I am not trying to say here that Henderson and McKinney couldn’t help themselves.  Most people in their circumstances do help themselves, at least in the sense that they don’t go out and torture and murder somebody.  They do do a lot of drugs, and alcohol, and petty theft, but the scale is hardly the same.

I’m not trying to say that Henderson and McKinney couldn’t have gotten low level jobs and, by dint of hard work and self discipline, have survived as solid citizens.  They could have.

But they would always have been on the bottom.  And they knew it.  What’s more, they would know that the work they did was not important in any way, that they were always dispensible, that they had very little to be proud of.

The real work of their society was something they could not participate in.

Henderson and McKinney would have found somebody to beat the crap out of not because they hated gays or blacks or anybody else, but because they hated themselves for being utterly worthless on the only scale of worth this society has any use for.

And it’s not money.

Bleh.  I’m losing it here.

But I do think we should start thinking–as a society–about the people we leave behind, because we are inevitably going to leave some people behind.  And a lot of them are going to be furious about it.
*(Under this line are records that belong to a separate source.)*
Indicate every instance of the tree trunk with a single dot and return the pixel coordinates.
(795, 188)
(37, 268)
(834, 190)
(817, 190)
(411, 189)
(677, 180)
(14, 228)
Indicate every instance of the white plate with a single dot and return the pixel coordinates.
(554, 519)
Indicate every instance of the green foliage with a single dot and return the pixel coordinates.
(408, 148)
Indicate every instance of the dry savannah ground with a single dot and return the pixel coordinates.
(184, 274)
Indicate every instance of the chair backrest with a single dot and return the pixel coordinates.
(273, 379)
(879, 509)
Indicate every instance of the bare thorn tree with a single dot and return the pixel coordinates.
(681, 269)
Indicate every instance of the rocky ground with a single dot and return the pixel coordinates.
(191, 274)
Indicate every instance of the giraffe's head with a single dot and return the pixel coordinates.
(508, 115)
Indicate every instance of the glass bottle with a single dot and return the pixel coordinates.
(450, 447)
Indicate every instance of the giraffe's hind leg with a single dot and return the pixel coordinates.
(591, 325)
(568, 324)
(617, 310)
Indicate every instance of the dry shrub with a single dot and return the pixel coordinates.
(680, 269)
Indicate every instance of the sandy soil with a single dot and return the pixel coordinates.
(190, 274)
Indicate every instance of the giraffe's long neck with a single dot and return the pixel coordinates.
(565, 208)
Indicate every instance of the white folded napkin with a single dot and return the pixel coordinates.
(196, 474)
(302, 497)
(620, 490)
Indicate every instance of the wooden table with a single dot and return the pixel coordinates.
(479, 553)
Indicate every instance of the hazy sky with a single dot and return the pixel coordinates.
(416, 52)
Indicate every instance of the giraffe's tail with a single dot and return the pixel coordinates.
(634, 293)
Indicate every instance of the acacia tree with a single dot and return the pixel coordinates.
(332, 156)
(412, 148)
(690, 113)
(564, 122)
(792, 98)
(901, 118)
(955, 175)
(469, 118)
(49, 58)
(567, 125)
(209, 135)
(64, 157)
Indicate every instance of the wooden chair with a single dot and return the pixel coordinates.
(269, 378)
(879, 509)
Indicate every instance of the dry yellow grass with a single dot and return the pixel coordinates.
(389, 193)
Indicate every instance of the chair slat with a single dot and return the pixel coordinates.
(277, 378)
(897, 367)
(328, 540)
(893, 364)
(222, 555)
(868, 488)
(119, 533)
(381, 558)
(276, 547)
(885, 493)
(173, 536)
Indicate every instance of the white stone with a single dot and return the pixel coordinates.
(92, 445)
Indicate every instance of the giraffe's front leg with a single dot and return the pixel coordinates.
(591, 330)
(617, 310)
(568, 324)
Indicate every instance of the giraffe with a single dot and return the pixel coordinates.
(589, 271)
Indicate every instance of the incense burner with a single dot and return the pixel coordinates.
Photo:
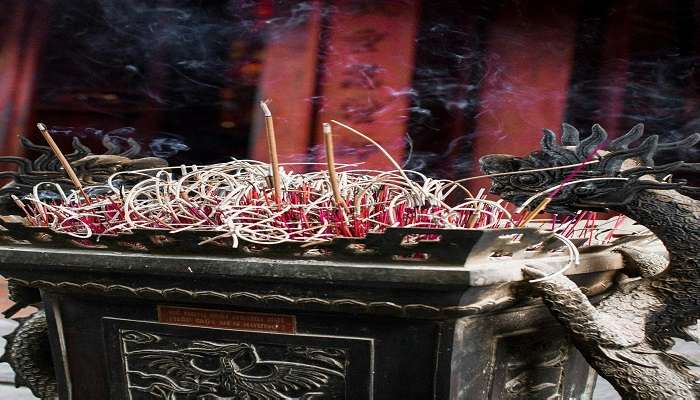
(155, 314)
(137, 324)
This as an addendum:  John wants to know if we wouldn’t be better off if there was less emphasis on culture and more on training.

I’d say that there is NO emphasis on culture in the vast majority of American colleges and universities these days.

We are relentlessly focussed on training, and have been for over thirty years.

The result is not better scientists and engineers–it is, by and large, worse ones.  

Newman would say that knowledge is not divisible, and when you teach it as if you could learn a part and not the whole, you get people who don’t know the part all that well. 

I’d also point out that Newman’s idea of what would be taught in a university included mathematics, physics, chemistry, and biology–which were then and are now part of the liberal arts. 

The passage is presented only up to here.